Novartis Phase III IRIDIUM data in Lancet Respiratory Medicine show benefit of Enerzair® Breezhaler® (QVM149), the first-in-class inhaled LABA/LAMA/ICS combination in uncontrolled asthma

Jul 10, 2020
  • Once-daily Enerzair® Breezhaler® (QVM149; IND/GLY/MF) was superior to once-daily IND/MF (QMF149) in improving the lung function of patients whose asthma is uncontrolled with LABA/ICS standard-of-care treatment1
     
  • In secondary analyses, improvements in lung function were observed with high- and medium-dose IND/GLY/MF compared to high-dose Sal/Flu1
     
  • In other secondary analyses, clinically meaningful reductions in moderate-to-severe (36%) and severe (42%) asthma exacerbation rates were observed with high-dose IND/GLY/MF compared to high-dose Sal/Flu1
     
  • IND/GLY/MF is approved in EU, Japan and Canada, and is currently under regulatory review in other countries

Basel, July 10, 2020 — Novartis today announced that full results from the Phase III IRIDIUM study were published in The Lancet Respiratory Medicine.
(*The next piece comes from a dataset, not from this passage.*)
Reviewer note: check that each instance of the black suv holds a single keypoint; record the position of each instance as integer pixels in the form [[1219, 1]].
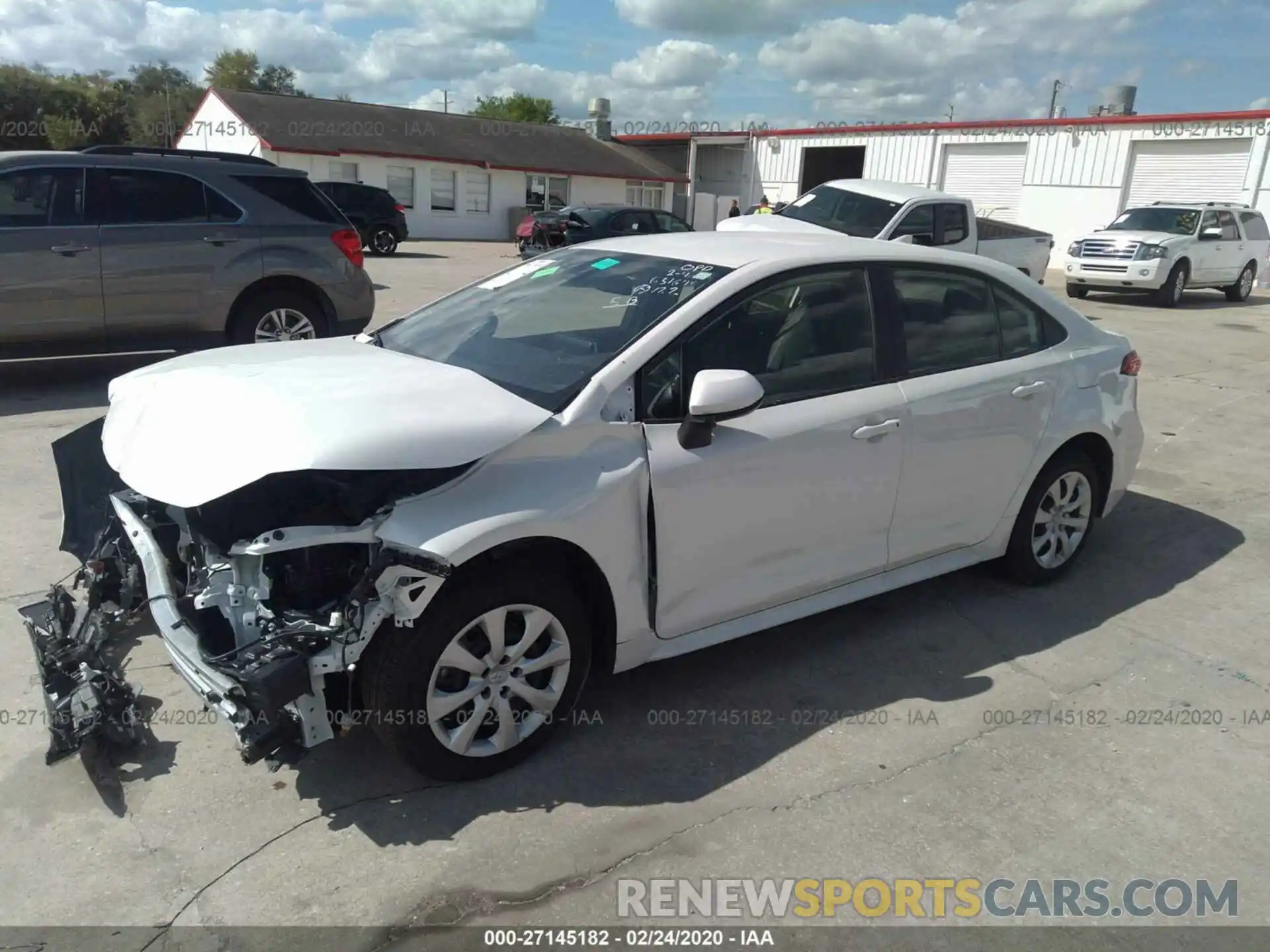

The primary endpoint results show that once-daily treatment with high- and medium-dose Enerzair® Breezhaler® (QVM149; indacaterol acetate, glycopyrronium bromide and mometasone furoate [IND/GLY/MF]) demonstrated statistically significant improvements in lung function compared with once-daily QMF149 (indacaterol acetate and mometasone furoate [IND/MF])1. The key secondary endpoint was improvement in Asthma Control Questionnaire (ACQ-7) score for IND/GLY/MF versus IND/MF. Although both treatments delivered clinically meaningful improvements in this measure, the key secondary endpoint was not met1. In secondary analyses, improvements in lung function and clinically meaningful reductions in moderate-to-severe and severe asthma exacerbation rates were observed with high-dose IND/GLY/MF compared to high-dose salmeterol xinafoate/fluticasone propionate (Sal/Flu)1.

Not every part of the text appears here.